Here are 5 life lessons I have learned in my prison garden: 

1. Gardening is artistry
You create your garden in slow motion, like a painter trying to get the colors right. A sculptor tries to chisel his work exquisitely. A gardener does the same thing with his or her garden. The serenity in the garden sings to your soul.

2. You never stop learning when gardening
The garden teaches you. If your mind poses a question to the garden, it will not give you a direct answer. Rather, it will challenge you to discover every dimension of the answer. Once you finally figure it out, the discovery will be of a miraculous nature.

3. Gardening takes hard work
When you see a breathtaking painting, you know that someone put countless hours of work into its creation. A garden requires even more labor. You have to work with the raw elements of nature. Insects can become either the garden’s enemy or its friend. As the steward of the garden, you try to balance it all out.

4. Weeding must be painstakingly done by hand
One has to be diligent while constantly pulling weeds, making sure that they do not attempt to choke the life out of the growing plants. Each row has to be nurtured, watered, and carefully spaced at intervals. Seeds have to be carefully planted. The garden has to get the right amount of light and sunshine.

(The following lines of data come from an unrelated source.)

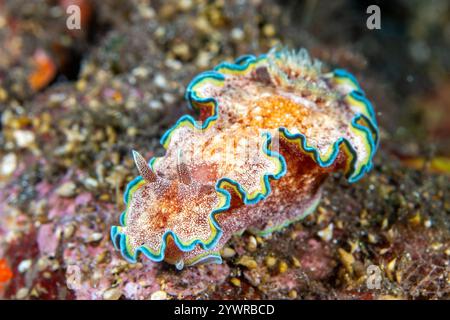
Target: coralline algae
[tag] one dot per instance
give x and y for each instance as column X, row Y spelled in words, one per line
column 270, row 130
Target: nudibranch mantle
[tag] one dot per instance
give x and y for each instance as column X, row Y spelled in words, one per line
column 270, row 130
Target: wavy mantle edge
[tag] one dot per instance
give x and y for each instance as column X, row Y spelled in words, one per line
column 242, row 65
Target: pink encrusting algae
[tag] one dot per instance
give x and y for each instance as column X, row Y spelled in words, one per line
column 270, row 130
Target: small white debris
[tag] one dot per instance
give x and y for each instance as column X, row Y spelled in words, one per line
column 327, row 233
column 159, row 295
column 24, row 138
column 24, row 265
column 8, row 165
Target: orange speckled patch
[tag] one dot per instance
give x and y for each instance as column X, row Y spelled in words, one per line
column 275, row 111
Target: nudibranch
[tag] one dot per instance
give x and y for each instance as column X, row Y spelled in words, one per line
column 269, row 131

5. A gardener is an engineer
Designed from scratch, a garden’s blueprint is constructed on a parcel of earth. It’s construction requires the gardener to take on many roles. A gardening school could never really teach you every facet of the art of gardening; a lot of it is learned through trial and error. Most of what you ultimately discover will be self-taught. After you make your mistakes and learn along the way, you will become a master of your garden. Like it did for me, the process of creating, growing, and tending to your garden might just change how you show up in your life. 

When he was 16, Bobby Bostic was sentenced to 240 years in prison. Recently, the United States Supreme Court ruled that juveniles who were under the age of 18 when they committed crimes cannot be sentenced to life in prison and must get a new sentencing hearing. “So now I have a chance for freedom, as well,” Bostic says.